Biological clocks in theory and experiments
Eukaryotes and some prokaryotes have adapted to the 24h day/night cycle by
evolving circadian clocks. The circadian clock now controls 24-hour rhythms in
very many aspects of metabolism, physiology and behaviour. Day-length
(photoperiod) measurement depends on the circadian clock, so the 24h clock
mechanism also governs seasonal rhythms, such as reproduction. In the model
plant species,
Arabidopsis thaliana, the clock controls the expression of
about 10% of genes, and this proportion is similar in other eukaryotes.
Fundamental properties of the clock are shared across taxonomic groups, such
as phase resetting by light signals and temperature compensation of the
circadian period.
All the known clock mechanisms include a gene circuit with negative feedback,
involving 24h rhythms in the levels of positive- and negatively-acting
transcriptional regulators.
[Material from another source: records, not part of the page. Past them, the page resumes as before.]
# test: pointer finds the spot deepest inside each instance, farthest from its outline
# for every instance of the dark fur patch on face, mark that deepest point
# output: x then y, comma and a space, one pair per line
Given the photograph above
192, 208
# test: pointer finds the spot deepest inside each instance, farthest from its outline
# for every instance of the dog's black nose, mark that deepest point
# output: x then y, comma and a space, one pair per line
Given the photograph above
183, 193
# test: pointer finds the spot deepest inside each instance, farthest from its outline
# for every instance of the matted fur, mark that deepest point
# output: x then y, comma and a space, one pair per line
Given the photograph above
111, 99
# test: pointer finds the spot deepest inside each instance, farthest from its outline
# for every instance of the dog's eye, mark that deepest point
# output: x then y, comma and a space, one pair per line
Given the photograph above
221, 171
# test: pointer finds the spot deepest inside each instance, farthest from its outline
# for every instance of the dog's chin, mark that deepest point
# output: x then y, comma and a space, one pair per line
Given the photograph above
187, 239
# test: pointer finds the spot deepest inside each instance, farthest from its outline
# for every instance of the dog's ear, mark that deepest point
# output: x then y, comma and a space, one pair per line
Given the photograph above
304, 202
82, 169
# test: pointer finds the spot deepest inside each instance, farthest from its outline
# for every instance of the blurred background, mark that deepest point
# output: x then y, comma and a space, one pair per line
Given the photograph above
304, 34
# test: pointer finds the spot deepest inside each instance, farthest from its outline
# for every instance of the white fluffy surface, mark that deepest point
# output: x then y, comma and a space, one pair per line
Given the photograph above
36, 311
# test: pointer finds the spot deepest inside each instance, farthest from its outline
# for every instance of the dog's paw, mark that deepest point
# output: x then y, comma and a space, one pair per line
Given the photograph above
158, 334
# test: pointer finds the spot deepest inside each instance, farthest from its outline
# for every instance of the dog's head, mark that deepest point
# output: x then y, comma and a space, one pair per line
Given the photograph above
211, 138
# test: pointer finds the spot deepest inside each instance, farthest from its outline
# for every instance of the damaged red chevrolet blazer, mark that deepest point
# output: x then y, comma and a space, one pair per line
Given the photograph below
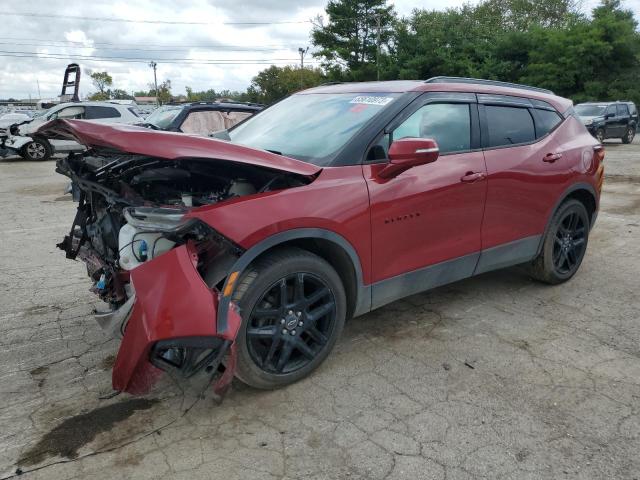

Molecular genetics has identified ~10 genes that
are involved in constructing these regulatory loops in cyanobacteria,
Drosophila, Neurospora, Arabidopsis and mouse, though other components almost
certainly remain to be discovered. Strikingly, the protein sequences of the
clock components are distinct to each taxonomic group, suggesting that clocks
may have evolved several times. Some features of the regulatory circuits are
shared among groups, suggesting that the circuit architecture may be important
for clock function. Circadian regulation is ubiquitous, pervasive and has
complex properties, yet the number of components in the clock is relatively
small, making this an excellent prototype for reverse engineering of a genetic
sub-network.
My experimental group has identified new components of the plant circadian
clock, using the bioluminescent reporter gene luciferase (LUC) to reveal gene
expression rhythms with high spatial and temporal resolution. As the details
revealed by molecular genetics do not necessarily lead to greater
understanding of a regulatory circuit, we have also developed differential
equation models for the plant clock and photoperiod sensor, together with our
collaborators in IPCR. The models incorporate molecular components in a
realistic manner, so numerical simulations using the models are now directing
the design and evaluation of molecular experiments. We have developed an
experimentalist-friendly interface for the models, to allow other groups to
use these methods (online at http://www.amillar.org/Downloads.html). David
Rand and colleagues have established a novel analytical method to assess the
contribution of each component of the model (RNA or protein) at each phase of
the cycle. This work indicates a general explanation for the evolution of
multi-loop structures, to allow flexible regulation, providing one of the
design principles that may underlie the architecture of the circadian clock
gene circuits. Funded by BBSRC, EPSRC and DTI.
References
Young, M.W., and Kay, S.A. (2001). Time zones: A comparative genetics of
circadian clocks. Nat. Rev. Genet. 2, 702-715.
Goldbeter, A. (2002). Computational approaches to cellular rhythms. Nature
420, 238-245.
Rand, D.A., Shulgin, B.V., Salazar, D., and Millar, A.J. (2004). Design
principles underlying circadian clocks. J.Roy.Soc. Interface 1, 119-130.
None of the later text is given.